Table of Contents

Distribution Contents

  • src/ source code and platform dependent makefiles
  • doc/ offline access to this documentation

System Requirements

  • C compiler
  • CUDA compiler
  • MPI library

License

awp-odc-os is licensed under BSD-2

Installation

To install awp-odc-os, perform the following steps:

  1. Code access: https://github.com/HPGeoC/awp-odc-os. The master-branch (default) contains the latest published and tested version of awp-odc-os.

  2. Compile code

    cd awp-odc-os-v1.0
    cd src
    

    (depends on the system, example below is based on Cray XK7 on Blue Waters at NCSA)
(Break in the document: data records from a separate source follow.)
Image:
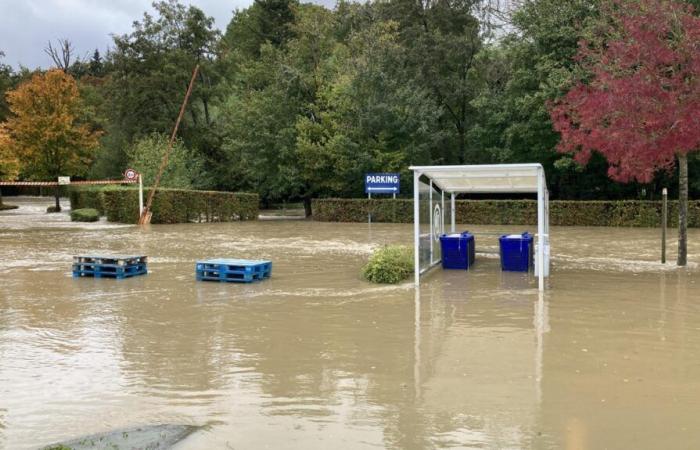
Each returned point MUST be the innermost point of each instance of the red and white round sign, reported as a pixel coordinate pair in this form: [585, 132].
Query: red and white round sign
[130, 174]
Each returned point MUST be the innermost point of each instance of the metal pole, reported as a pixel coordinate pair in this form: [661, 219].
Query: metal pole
[452, 206]
[416, 229]
[140, 195]
[664, 223]
[146, 215]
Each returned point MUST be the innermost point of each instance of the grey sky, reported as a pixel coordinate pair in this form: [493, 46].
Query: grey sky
[27, 25]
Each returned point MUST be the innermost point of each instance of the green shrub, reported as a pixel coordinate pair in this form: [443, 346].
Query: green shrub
[614, 213]
[85, 215]
[391, 264]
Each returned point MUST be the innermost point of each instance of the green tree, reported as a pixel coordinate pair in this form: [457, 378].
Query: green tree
[441, 40]
[6, 83]
[184, 170]
[149, 70]
[265, 21]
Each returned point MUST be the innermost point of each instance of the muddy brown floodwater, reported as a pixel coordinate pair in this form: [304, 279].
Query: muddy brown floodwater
[316, 358]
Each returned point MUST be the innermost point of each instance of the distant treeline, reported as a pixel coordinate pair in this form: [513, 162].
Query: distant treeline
[296, 101]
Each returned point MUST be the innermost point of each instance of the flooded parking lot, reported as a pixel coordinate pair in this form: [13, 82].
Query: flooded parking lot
[315, 357]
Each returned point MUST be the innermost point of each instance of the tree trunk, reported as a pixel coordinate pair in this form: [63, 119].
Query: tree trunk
[57, 195]
[682, 209]
[307, 206]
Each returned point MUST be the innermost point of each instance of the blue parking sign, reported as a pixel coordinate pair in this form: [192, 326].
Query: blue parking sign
[382, 183]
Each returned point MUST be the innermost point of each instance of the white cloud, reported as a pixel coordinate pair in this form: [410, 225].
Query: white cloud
[26, 26]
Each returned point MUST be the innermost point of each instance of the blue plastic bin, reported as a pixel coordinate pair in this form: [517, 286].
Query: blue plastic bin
[457, 250]
[516, 252]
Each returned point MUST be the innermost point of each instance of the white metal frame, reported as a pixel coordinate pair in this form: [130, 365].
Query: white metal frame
[488, 178]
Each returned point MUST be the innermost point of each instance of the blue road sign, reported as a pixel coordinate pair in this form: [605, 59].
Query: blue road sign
[382, 183]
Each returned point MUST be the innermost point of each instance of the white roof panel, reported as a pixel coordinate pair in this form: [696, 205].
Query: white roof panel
[488, 178]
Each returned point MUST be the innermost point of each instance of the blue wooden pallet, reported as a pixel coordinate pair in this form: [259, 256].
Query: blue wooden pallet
[109, 266]
[108, 270]
[233, 270]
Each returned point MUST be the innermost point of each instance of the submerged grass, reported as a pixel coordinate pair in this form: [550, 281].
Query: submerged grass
[389, 265]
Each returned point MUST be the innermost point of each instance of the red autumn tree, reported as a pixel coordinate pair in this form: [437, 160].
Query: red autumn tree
[639, 102]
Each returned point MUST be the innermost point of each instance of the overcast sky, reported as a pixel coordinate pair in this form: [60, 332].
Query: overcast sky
[27, 25]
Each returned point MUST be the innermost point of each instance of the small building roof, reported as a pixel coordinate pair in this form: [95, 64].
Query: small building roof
[486, 178]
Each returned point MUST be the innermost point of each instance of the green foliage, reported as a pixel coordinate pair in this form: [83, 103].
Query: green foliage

    module swap PrgEnv-cray PrgEnv-gnu
    module load cudatoolkit
    module unload darshan
    make clean -f Makefile.[MACHINE].[COMPILER]
    make -f makefile.[MACHINE].[COMPILER]
    

    ([MACHINE] represents machine name, e.g. titan, bluewaters) ([COMPILER] represents compiler name, e.g. gnu, pgi, cray)

  3. Executable pmcl3d located in src/

Running awp-odc-os

  1. Unzip awp-odc-os-v1.0-example.tar.xz
    cd awp-odc-os-v1.0
    tar -xf awp-odc-os-v1.0-example.tar.xz
    
  2. Run the environment setting script. This script will prepare required folders and link executable and input files into run/ folder.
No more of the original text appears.